Kiatnakin Phatra recently released a a book called 50 Years: The Making of the Modern Thai Economy to commemorate the 50th anniversary of their founding. The book summarizes key developments in Thailand’s economic history since the Second World War, and it’s certainly useful reference material if you have any interest in economics or development in Thailand.
I found the conclusion a particularly useful recap of the economic challenges that Thailand faces today. Because the book was written in Thai, I decided to summarize some parts of this last section here.
Thailand’s four economic traps
- The Middle Income Trap: Thailand has admirably developed into a middle income country but has been unable to advance further to becoming a high income country. This is because Thailand has tried to utilize the same strategies as the past to move forward — namely, exports produced by cheap labor — without investing in research and development or innovating.
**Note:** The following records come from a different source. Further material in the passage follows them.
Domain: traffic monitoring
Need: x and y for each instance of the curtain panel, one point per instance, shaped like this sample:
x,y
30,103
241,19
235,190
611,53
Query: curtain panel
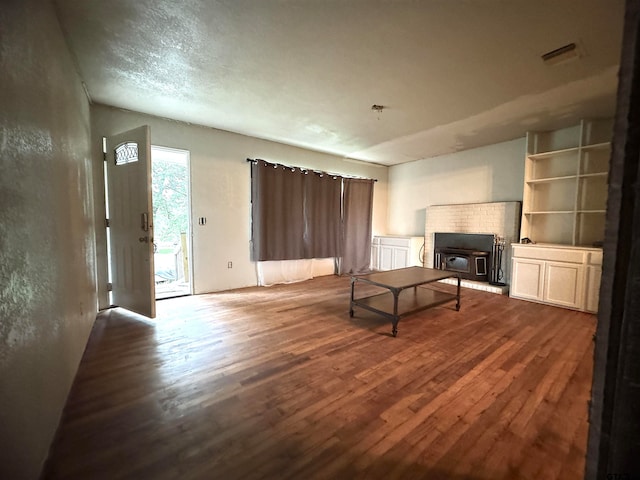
x,y
295,213
357,226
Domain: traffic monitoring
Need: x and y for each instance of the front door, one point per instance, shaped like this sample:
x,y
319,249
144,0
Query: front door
x,y
128,158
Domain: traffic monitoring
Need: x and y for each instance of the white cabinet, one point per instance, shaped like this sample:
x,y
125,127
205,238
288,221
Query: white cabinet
x,y
391,252
565,188
592,282
527,279
557,275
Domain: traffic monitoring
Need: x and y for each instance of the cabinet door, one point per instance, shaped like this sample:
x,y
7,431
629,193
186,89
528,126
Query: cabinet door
x,y
375,256
386,257
400,257
592,293
526,279
564,284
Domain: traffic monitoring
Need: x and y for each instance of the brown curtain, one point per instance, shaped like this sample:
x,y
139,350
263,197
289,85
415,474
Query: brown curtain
x,y
357,220
277,196
322,216
295,213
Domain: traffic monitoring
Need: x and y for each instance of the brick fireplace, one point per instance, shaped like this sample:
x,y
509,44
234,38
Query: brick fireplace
x,y
495,218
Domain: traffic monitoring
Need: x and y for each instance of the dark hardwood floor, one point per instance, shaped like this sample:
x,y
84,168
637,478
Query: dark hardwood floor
x,y
279,382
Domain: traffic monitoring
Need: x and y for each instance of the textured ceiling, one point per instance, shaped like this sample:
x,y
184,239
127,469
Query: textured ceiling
x,y
451,75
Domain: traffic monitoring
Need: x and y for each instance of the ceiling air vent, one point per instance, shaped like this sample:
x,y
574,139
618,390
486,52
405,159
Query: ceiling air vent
x,y
562,54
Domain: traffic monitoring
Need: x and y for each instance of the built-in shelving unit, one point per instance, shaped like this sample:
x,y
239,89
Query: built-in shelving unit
x,y
563,212
565,189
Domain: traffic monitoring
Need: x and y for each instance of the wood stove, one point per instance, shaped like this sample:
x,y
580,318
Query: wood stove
x,y
468,254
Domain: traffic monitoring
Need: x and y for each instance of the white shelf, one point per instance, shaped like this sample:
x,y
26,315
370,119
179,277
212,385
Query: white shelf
x,y
597,146
548,212
550,179
593,175
553,153
565,187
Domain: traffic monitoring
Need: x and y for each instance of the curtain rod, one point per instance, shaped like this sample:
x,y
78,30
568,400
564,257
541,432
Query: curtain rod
x,y
256,160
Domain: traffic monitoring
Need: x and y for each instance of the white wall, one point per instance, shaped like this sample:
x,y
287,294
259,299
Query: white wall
x,y
47,232
494,173
220,188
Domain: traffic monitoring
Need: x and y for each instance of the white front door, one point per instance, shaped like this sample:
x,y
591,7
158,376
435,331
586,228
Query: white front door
x,y
128,158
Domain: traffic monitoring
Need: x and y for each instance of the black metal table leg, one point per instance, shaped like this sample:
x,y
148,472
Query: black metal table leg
x,y
396,318
353,284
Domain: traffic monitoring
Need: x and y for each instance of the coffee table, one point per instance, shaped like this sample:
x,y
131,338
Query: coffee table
x,y
406,293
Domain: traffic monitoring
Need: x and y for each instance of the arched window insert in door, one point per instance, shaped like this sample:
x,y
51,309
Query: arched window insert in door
x,y
126,153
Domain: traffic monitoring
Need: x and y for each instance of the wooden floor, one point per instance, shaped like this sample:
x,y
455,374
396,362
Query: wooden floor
x,y
279,382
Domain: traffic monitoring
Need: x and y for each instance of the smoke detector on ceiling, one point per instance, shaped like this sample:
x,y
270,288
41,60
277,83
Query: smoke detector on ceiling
x,y
562,54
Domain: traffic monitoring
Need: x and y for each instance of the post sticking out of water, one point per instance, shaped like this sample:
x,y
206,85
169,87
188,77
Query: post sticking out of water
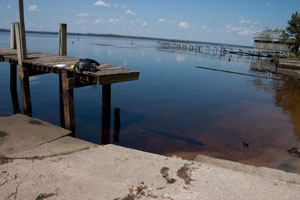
x,y
22,32
62,44
62,39
13,43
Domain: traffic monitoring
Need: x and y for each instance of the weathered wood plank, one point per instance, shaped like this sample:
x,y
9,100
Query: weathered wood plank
x,y
46,62
25,88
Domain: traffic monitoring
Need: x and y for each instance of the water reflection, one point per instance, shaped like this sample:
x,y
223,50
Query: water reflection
x,y
177,109
286,94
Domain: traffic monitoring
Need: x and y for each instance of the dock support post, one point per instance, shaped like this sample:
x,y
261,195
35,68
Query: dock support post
x,y
13,42
23,72
117,125
106,113
13,72
68,102
25,88
22,32
62,52
62,39
13,88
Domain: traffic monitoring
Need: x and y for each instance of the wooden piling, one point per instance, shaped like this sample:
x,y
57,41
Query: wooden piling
x,y
25,88
117,125
62,52
106,113
22,31
13,72
13,42
13,88
62,39
68,101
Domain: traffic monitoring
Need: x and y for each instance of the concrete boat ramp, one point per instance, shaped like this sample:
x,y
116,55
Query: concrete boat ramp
x,y
41,161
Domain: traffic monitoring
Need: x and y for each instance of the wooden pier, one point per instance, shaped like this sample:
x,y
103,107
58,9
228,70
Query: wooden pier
x,y
37,63
217,50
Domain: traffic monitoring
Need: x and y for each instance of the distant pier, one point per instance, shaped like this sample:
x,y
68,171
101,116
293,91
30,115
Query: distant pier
x,y
218,50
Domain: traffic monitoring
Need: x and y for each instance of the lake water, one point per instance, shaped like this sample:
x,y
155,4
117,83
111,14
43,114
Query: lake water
x,y
174,108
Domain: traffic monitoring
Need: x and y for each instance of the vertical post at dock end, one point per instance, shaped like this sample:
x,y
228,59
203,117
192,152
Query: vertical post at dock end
x,y
13,41
62,39
20,50
22,30
106,113
25,88
117,125
13,88
68,102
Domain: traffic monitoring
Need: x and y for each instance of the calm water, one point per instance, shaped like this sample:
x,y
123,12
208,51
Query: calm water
x,y
174,108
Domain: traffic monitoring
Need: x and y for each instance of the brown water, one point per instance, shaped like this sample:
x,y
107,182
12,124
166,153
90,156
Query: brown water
x,y
176,108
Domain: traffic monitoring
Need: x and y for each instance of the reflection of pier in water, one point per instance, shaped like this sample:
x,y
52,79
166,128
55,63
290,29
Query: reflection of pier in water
x,y
273,67
36,63
216,50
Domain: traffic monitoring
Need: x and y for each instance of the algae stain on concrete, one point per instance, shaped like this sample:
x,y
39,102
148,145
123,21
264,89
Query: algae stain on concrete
x,y
35,122
3,134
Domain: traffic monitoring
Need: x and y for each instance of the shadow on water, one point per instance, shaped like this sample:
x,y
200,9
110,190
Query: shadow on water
x,y
177,109
173,136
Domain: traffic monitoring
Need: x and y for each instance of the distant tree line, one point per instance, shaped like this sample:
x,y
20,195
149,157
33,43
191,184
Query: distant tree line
x,y
291,32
Now, with higher labor costs but no real means to add value to our products, Thailand is uncompetitive compared to both lower income and higher income countries.
- The External Dependency Trap: Thailand has depended on export-led growth and tourism to drive the economy. The country also depends on foreign technology and even foreign labor. The fragility of this strategy has been brutally revealed, however, by the economic crisis generated by the coronavirus crisis, which led to border closures.
- The Debt Trap: Financial developments in the past few decades have made it more easier than ever for Thais to access sources of credit. But this has also saddled both households and businesses with more debt. Should the economy experienced a prolonged slump, it becomes increasingly likely that they will be unable to meet their financial obligations.
- The Inequality Trap: Although Thailand has significantly reduced poverty, growth and prosperity remains concentrated in the hands of the few. This creates a vicious cycle where both poorer households and smaller businesses are disadvantaged and unable to compete.
Thailand’s four weakening economic engines
- Population structure: Thailand’s aging population meant that since 2010, the working population has been gradually decreasing. This trend will continue, meaning that Thailand will experience labor shortages and the welfare state will come under increasing pressure.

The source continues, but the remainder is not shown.